The murderer on the station’s security tape had used his left hand when firing the gun. The prosecutor’s office said they also recovered what they believe was the murder weapon, which Montano said was legally obtained.
During their evening roll call, the Fairfield officers had been given the information that the suspect they sought was of the approximate height, age and weight of DiLoreto, as well as left handed.
From the gas station’s security tape, which the prosecutor’s office released, it was determined that the suspect had waited as much as ten minutes until the gas station was free of customers before attempting the robbery.
Police said the DiLoreto approached the other attendant, had words with him and took a shot at him as he fled from the robber. He then approached Anjum inside the station’s office. After Anjum handed over his money, the suspect’s first shot missed and he left.
“You never know how you are going to react in a situation, but if the guy had played possum, he might have lived,” Montano said.

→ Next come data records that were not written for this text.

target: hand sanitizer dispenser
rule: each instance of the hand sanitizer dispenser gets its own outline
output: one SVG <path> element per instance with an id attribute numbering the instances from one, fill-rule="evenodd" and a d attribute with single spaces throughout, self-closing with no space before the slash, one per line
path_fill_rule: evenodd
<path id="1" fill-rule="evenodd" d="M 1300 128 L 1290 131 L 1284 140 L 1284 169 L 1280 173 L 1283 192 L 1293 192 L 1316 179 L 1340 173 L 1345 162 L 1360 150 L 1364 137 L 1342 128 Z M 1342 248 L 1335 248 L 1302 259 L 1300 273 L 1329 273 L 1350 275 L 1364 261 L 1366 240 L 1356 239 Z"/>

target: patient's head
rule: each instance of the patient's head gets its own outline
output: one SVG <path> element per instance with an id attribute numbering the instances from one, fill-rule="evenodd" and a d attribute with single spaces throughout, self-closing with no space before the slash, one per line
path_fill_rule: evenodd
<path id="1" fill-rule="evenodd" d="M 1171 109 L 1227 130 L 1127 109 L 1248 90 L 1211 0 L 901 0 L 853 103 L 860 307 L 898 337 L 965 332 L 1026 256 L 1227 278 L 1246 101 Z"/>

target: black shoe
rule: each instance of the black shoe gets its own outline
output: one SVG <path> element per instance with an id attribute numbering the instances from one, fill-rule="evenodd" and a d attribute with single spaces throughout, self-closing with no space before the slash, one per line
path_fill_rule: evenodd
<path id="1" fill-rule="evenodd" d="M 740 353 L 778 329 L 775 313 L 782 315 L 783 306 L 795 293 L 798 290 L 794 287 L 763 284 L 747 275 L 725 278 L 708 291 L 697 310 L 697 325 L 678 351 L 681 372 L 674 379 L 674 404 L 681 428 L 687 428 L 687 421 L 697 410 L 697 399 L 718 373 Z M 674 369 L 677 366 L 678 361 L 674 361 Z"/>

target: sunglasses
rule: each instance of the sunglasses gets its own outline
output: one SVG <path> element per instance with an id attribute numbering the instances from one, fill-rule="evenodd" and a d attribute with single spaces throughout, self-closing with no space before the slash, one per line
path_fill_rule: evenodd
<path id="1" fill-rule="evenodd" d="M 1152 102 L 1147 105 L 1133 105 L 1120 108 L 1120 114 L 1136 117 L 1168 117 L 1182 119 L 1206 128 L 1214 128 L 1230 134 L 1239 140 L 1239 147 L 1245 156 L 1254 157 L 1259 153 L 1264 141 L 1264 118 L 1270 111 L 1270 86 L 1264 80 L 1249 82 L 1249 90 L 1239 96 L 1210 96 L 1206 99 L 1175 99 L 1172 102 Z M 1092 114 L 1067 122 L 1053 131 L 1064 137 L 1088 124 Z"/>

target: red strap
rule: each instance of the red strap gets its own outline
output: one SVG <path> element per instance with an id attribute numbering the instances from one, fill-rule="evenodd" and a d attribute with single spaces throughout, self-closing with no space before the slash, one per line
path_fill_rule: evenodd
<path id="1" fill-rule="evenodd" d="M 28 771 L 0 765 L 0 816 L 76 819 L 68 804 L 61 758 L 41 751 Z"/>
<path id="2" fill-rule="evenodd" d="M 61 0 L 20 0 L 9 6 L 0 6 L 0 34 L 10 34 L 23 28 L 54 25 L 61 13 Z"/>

Instead, the tape shows that DiLoreto saw that Anjum was still standing, returned and unloaded several shots into him. Montano added that there was nowhere for Anjum to run since there was not a back door.
“He was trapped,” the chief said. According to Montano, DiLoreto still has not given a reason why he shot Anjum. The prosecutor’s office said because of the remorselessness of DiLoreto and the manner of the killing, they may seek the maximum penalty for him.
“The prosecutor is considering the death penalty,” Sgt. Stephen Foley said Friday.
Montano commended the Fairfield Police Department for nabbing the suspect so quickly. He added that it was the intelligence that his department gathered at the scene, as well as the quick work of the prosecutor’s office investigators to gather information and get it out, that led to the suspected killer’s apprehension.
“While I am happy that a killer is off the streets, a man is dead and this is not a cause to celebrate,” Montano added.
Anjum’s body was flown back to Pakistan at the request of his family, officials said. He was married with two children there and was sending money back to help support them. He lived in a nearby apartment with a co-worker who Montano said provided information about the suspect that helped lead to an arrest.
“The information he gave to our intelligence teams was pretty good,” Montano said. For instance, from the information gathered, police had been searching for the assailant who they said had fled the scene in either a Toyota or Nissan hatchback. DiLoreto was found in a blue Toyota hatchback.
The prosecutor sought the death penalty, and DiLoreto eventually confessed to the murder, but was given life in prison.
But, in a later appeal it was found that the police had violated DiLoreto’s Fourth Amendment rights twice by ordering him out of his parked car and patting him down without cause to fear for their own safety. The police were warned not to do it again, but DiLoreto’s sentence stands.